The cylindrical stainless steel parts were measured with conventional tools such as comparators and calipers. After confirmation that they were within tolerance, the part was virtually assembled in PolyWorks using the CAD models of the stainless cylinders and the rubber valve and then overlaying them in 3D with the scanned data of the housing.
The virtual assembly validated the design geometrically and confirmed that the valve should close as intended. As the design was now validated, the focus of the investigation went to the assembly process.
A CT scanner with a higher voltage was used to visualize only the metal components. The scans revealed that when the actuator was pressed in the housing, it could move out of alignment. A revision of the assembly process was therefore called for.

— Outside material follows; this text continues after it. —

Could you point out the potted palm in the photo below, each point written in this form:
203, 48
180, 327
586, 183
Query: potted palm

The geometric inspection and virtual assembly were instrumental in understanding the component interaction and allowing Pneutronics to concentrate on the assembly process rather than the design process to enhance the valve.
Automation and Reports
PolyWorks offers a powerful scripting language that enables specialists to automate entire inspection tasks. All tasks previously discussed in this article can be automated and executed in one click of a mouse. It is just a matter of loading the next point cloud and having the results output to an Excel spreadsheet or uploaded to a Web server in HTML format. This level of automation is especially helpful when inspecting multi-cavity tools. Bolton Works has been using PolyWorks since 2003 to create inspection reports automatically from CT-scan data.

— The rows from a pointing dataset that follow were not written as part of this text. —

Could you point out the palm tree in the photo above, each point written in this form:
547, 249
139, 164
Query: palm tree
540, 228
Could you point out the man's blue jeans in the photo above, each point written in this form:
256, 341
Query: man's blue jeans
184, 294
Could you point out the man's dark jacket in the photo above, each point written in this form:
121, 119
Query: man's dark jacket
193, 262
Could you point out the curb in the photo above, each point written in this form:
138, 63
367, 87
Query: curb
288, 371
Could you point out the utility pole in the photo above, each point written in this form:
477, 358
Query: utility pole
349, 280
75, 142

As seen by the results at Pneutronics, CT scanning proved to be a cost-effective way of implementing a viable inspection process of miniature valves. The use of traditional “contact” measurement tools had proven to be difficult. The use of a CT-scanner combined with the right software tools has enabled to establish a complete digital inspection process at Pneutronics, applicable at different phases of the manufacturing process (design, prototype, production, and assembly). This inspection method proved to be very effective in validating parts through global analyses, GD&T measurements, and virtual assembly.

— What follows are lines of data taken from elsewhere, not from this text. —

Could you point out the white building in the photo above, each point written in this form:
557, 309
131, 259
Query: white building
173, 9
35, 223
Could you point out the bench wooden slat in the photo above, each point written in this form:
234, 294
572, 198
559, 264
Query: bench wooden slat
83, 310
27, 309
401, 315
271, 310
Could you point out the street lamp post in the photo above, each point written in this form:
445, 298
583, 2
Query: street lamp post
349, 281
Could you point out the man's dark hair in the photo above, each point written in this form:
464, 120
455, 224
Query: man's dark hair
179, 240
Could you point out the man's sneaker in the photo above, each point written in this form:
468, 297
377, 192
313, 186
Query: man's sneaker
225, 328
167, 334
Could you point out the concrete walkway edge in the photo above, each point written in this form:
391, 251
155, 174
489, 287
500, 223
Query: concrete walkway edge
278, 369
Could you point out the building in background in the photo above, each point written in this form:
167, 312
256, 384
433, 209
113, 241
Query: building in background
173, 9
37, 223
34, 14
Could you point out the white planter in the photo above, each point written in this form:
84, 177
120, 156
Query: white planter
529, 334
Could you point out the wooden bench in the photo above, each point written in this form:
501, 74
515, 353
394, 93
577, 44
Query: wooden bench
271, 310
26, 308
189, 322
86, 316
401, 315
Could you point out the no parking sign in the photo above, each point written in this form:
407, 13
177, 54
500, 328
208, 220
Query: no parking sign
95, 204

PolyWorks has proven to be the most appropriate tool for handling CT-scanner data for various reasons:
- PolyWorks very efficiently handles the large datasets (2 GB) produced by CT-scanners.
- PolyWorks offers instant global analysis through data-to-CAD comparisons.
- PolyWorks has a unique embedded GD&T engine to verify that the parts comply to the latest (ASME Y14.5M-1994) standards.
- PolyWorks enables users to “virtually assemble” scanned data with CAD models.
- PolyWorks offers a powerful scripting language to automate inspection processes.
CT scanners require a substantial capital investment. By providing CT scanning as a service, Bolton Works made the technology affordable and still allows its customers to do their analysis in house, based on the point cloud and the help of the PolyWorks software solution.